Feeling committed to a certain candidate but not knowing whether or not they will ultimately be successful in winning their party’s nomination or the general election is anxiety-inducing in and of itself. But engaging with media that constantly plays with this uncertainty by speculating over who may win or lose a given primary, who is up by how many points in a recent poll, and what the outcome of upcoming debates will be likely only fans the flames of anxiety, causing us to feel more unsure, and thus more desirous of information that will give us answers, Wehrenberg says. Some may continue to stay glued to election coverage, scanning for clues of what the future holds.
Social media doesn’t help. Many people can likely relate to the sense of frustration, anger, exasperation and outright stress that results from arguing about politics via Twitter or Facebook. Conversations that happen quickly over written text are much more likely to become hostile and angry than face-to-face interactions, Wehrenberg says. The compulsion to discuss these issues over social media makes sense, given that this is a medium through which we are accustomed to expressing ourselves, but it often seems that social media conversations about politics are counter-productive.
It’s also impossible to ignore the added stress experienced by people of color this election season. With offensive rhetoric plastered all across national and local coverage of the election (particularly of Republican candidates, and especially from Donald Trump, who has repeatedly made racist statements about Mexicans, black people and Muslims), the constant exposure to coverage of these politicians and the offensive rhetoric they espouse can be particularly exhausting for people of color.
So how can we make our experiences with the election less stressful and more productive?
The best solution would be to shorten the election process. For example, in Canada, the federal election process has never lasted more than 78 days, a cool two and a half months. Mexico’s legislature passed a law in 2007 that limits the duration presidential election campaigns. In Argentina, candidates can only run advertisements for their campaigns for 60 days leading up to election day.

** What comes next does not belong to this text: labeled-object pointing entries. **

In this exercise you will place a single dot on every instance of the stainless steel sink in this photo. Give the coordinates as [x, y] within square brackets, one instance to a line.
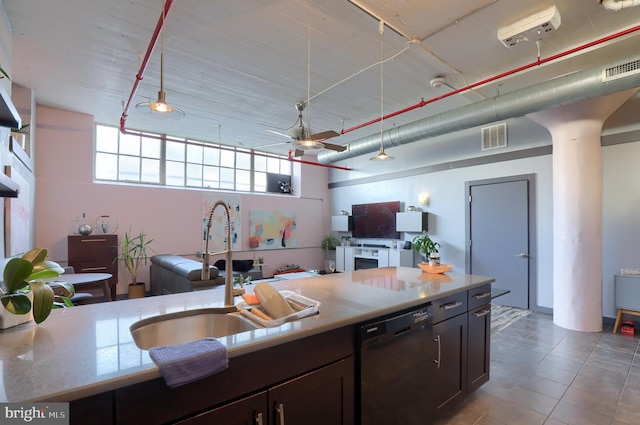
[190, 325]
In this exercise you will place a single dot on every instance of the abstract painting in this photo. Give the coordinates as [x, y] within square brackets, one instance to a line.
[273, 229]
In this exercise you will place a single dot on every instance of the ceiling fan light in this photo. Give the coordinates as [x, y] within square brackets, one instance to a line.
[382, 156]
[308, 144]
[161, 105]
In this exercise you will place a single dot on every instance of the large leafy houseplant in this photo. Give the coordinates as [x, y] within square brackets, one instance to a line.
[134, 253]
[425, 245]
[23, 276]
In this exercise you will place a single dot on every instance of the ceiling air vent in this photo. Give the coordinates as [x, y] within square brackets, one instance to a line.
[494, 137]
[619, 71]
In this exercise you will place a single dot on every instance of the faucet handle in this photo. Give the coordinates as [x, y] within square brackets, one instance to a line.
[205, 267]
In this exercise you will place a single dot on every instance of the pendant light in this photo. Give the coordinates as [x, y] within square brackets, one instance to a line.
[382, 156]
[161, 107]
[306, 142]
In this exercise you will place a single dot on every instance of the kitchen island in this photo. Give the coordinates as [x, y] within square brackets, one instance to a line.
[87, 353]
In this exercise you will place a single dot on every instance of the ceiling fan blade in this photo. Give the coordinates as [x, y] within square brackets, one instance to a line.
[337, 148]
[279, 133]
[324, 135]
[270, 144]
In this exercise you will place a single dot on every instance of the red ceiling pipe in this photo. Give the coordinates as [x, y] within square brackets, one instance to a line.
[145, 61]
[420, 104]
[537, 62]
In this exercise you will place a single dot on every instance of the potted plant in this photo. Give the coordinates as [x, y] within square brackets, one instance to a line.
[134, 253]
[23, 292]
[427, 247]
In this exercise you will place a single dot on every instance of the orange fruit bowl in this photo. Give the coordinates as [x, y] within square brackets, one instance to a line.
[442, 268]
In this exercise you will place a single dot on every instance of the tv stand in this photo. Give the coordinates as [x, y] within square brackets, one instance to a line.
[368, 256]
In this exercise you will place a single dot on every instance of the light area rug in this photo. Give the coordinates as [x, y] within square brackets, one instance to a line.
[503, 316]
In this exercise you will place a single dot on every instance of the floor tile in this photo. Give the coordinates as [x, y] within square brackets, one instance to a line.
[544, 374]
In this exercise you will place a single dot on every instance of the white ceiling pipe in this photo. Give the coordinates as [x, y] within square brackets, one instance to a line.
[586, 84]
[617, 5]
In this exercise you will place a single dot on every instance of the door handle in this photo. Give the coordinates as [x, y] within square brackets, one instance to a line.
[437, 339]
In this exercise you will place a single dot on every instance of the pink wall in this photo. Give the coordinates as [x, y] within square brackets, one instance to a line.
[172, 217]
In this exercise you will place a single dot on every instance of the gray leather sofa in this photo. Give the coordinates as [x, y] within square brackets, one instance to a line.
[171, 274]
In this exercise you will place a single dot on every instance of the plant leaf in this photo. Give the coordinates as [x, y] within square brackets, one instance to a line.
[43, 297]
[16, 272]
[17, 303]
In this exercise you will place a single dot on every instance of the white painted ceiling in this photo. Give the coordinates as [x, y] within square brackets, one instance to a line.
[238, 67]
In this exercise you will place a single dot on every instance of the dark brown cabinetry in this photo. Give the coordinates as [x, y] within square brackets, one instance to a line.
[317, 397]
[95, 254]
[462, 334]
[450, 337]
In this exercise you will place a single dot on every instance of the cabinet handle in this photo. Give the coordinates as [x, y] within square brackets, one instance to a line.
[452, 305]
[258, 419]
[280, 412]
[482, 295]
[482, 312]
[437, 339]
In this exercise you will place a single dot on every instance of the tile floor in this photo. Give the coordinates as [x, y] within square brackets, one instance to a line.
[544, 374]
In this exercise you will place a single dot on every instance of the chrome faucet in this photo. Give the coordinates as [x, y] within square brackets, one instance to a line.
[228, 278]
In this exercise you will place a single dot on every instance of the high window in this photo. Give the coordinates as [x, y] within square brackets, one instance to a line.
[155, 159]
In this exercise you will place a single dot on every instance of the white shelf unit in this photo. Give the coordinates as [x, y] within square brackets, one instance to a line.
[341, 223]
[412, 221]
[346, 257]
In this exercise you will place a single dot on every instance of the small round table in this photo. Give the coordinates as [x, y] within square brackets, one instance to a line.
[89, 279]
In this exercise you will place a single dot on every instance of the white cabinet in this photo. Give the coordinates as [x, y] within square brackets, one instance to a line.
[413, 221]
[341, 223]
[383, 257]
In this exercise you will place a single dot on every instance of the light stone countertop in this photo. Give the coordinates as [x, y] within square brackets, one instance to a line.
[88, 349]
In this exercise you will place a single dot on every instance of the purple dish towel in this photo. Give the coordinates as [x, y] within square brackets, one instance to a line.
[184, 363]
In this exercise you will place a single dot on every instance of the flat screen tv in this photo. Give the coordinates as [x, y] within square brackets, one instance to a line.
[375, 220]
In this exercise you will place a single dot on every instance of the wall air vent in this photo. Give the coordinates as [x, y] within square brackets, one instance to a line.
[622, 70]
[494, 137]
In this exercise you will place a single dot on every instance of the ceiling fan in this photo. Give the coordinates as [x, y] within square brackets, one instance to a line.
[302, 137]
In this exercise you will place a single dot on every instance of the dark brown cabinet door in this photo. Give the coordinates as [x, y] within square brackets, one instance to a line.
[479, 346]
[324, 396]
[450, 339]
[95, 254]
[247, 411]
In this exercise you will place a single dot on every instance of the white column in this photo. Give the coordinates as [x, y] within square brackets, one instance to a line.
[577, 208]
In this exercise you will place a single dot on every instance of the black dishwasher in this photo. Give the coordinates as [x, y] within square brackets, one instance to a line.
[396, 369]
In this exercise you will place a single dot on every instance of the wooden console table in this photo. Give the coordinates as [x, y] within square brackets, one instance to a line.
[627, 292]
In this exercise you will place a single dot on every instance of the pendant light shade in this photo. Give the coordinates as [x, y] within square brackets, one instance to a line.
[382, 156]
[161, 107]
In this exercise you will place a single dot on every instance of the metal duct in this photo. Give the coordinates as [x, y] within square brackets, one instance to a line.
[617, 5]
[586, 84]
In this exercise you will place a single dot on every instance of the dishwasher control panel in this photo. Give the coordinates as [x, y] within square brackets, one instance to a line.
[393, 324]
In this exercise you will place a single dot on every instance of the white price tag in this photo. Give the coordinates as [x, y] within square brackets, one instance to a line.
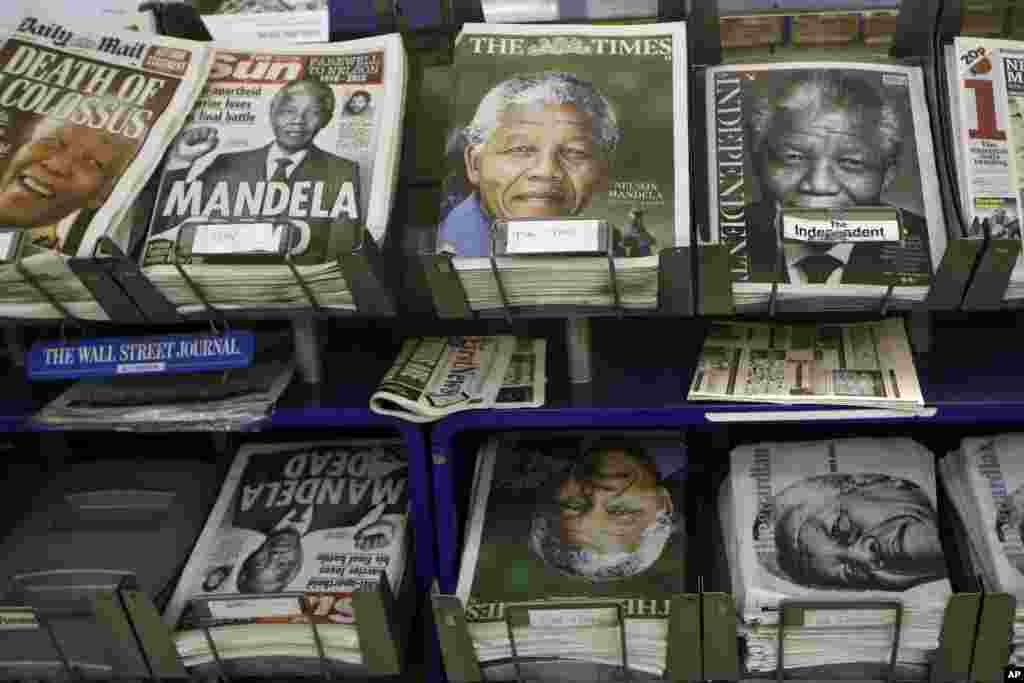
[838, 617]
[814, 226]
[252, 608]
[553, 237]
[573, 619]
[237, 239]
[15, 619]
[298, 27]
[7, 242]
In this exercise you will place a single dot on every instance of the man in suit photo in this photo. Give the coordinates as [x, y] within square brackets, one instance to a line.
[824, 139]
[298, 112]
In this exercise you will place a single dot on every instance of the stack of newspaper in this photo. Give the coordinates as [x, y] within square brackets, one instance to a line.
[437, 376]
[556, 129]
[985, 481]
[577, 545]
[866, 365]
[987, 115]
[848, 521]
[296, 530]
[89, 114]
[822, 184]
[289, 154]
[272, 156]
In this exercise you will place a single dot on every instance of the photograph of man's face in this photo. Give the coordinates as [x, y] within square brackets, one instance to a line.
[272, 566]
[608, 518]
[539, 163]
[296, 116]
[65, 168]
[825, 141]
[865, 531]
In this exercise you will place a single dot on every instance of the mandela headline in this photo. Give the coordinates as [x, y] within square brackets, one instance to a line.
[81, 91]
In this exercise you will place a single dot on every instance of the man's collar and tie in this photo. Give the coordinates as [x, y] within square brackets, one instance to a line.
[281, 164]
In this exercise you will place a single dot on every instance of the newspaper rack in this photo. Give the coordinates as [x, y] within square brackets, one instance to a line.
[451, 301]
[995, 257]
[94, 598]
[683, 659]
[380, 639]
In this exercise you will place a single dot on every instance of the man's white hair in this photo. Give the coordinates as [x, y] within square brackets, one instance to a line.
[574, 561]
[546, 88]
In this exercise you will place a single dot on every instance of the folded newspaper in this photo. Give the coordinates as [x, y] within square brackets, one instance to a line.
[296, 530]
[985, 481]
[437, 376]
[861, 365]
[845, 520]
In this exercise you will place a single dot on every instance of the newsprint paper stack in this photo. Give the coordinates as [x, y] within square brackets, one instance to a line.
[556, 128]
[297, 528]
[985, 481]
[986, 108]
[822, 182]
[85, 117]
[437, 376]
[567, 535]
[288, 152]
[840, 520]
[865, 365]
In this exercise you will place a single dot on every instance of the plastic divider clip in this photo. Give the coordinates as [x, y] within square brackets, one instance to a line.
[991, 648]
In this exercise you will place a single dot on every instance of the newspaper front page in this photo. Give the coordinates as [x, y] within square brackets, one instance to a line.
[839, 520]
[578, 530]
[311, 522]
[85, 116]
[861, 364]
[291, 151]
[438, 376]
[987, 88]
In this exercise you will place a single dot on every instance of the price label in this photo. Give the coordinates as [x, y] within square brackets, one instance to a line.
[573, 619]
[553, 237]
[17, 619]
[824, 226]
[254, 607]
[8, 243]
[218, 239]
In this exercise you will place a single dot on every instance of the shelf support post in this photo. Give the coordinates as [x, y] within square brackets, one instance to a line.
[307, 349]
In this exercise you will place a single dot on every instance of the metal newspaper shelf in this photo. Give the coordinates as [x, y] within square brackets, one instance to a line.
[912, 46]
[702, 645]
[131, 641]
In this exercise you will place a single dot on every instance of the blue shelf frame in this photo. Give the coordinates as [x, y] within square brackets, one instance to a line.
[973, 376]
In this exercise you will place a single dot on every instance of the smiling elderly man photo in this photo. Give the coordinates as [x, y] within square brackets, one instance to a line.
[540, 145]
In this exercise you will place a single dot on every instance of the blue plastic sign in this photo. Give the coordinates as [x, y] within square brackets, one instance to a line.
[109, 356]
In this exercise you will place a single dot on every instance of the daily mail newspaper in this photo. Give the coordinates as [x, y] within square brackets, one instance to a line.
[84, 119]
[837, 520]
[438, 376]
[986, 85]
[308, 522]
[861, 364]
[293, 150]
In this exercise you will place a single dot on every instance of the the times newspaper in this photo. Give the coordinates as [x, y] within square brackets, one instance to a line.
[331, 114]
[860, 364]
[838, 520]
[553, 526]
[314, 521]
[986, 85]
[437, 376]
[84, 119]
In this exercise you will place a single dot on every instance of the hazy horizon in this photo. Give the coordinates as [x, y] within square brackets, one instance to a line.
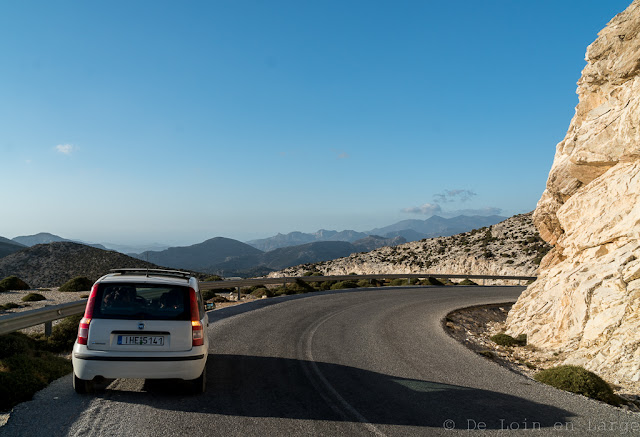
[131, 122]
[174, 243]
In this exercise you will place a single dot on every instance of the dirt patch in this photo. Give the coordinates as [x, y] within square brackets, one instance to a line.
[474, 327]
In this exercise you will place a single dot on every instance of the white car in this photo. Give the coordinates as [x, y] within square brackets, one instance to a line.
[141, 323]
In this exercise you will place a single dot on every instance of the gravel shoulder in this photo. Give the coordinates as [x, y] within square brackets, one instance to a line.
[474, 327]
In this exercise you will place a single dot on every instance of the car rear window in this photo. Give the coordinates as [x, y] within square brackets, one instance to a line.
[142, 301]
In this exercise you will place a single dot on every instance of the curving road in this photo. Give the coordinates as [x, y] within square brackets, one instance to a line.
[339, 363]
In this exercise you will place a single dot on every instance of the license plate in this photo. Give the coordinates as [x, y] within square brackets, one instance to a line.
[141, 340]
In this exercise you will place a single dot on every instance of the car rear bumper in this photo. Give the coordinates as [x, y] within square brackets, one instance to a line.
[88, 364]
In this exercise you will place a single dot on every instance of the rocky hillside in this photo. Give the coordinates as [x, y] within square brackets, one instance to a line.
[7, 247]
[53, 264]
[586, 301]
[512, 247]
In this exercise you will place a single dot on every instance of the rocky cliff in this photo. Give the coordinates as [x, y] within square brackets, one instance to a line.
[511, 248]
[586, 301]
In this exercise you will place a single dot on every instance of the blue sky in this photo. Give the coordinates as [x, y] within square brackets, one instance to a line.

Coverage this short may seem unfathomable to those of us in the U.S. who are accustomed to a bombardment of political ads, debates and general coverage lasting close to half as long as an actual presidential term.
Unfortunately, the U.S. is unlikely enact legislation that limits the duration of presidential election seasons. Fortunately, there are things we can do to reduce the impact of stress and anxiety on our bodies and minds, while still keeping up with the latest news.
Wehrenberg suggests that certain methods of engagement are inherently less stressful. Reading print coverage such as newspapers and magazines means that we can be more selective about which articles we read and can see a finite end to the story. Print also has the benefit of being free of Internet comment sections.
The information we get in debates is often delivered in the form of sound-bites, and there isn’t fact-checking in real time. By checking out a candidate’s website directly and comparing it with public voting records, we’re not only more in control of how long we’re engaging, but we’re also empowering ourselves to find out if what they’re claiming is true.
Media consumption during the drawn-out presidential election ordeal is a necessary evil: we need to be informed, but there’s little recourse for obtaining information that doesn’t have the potential to send our nervous system into overdrive and trigger anxiety. Since there’s hardly any full escape, we must check the facts ourselves, avoid debates and remember that no matter what, Nov. 8 will come.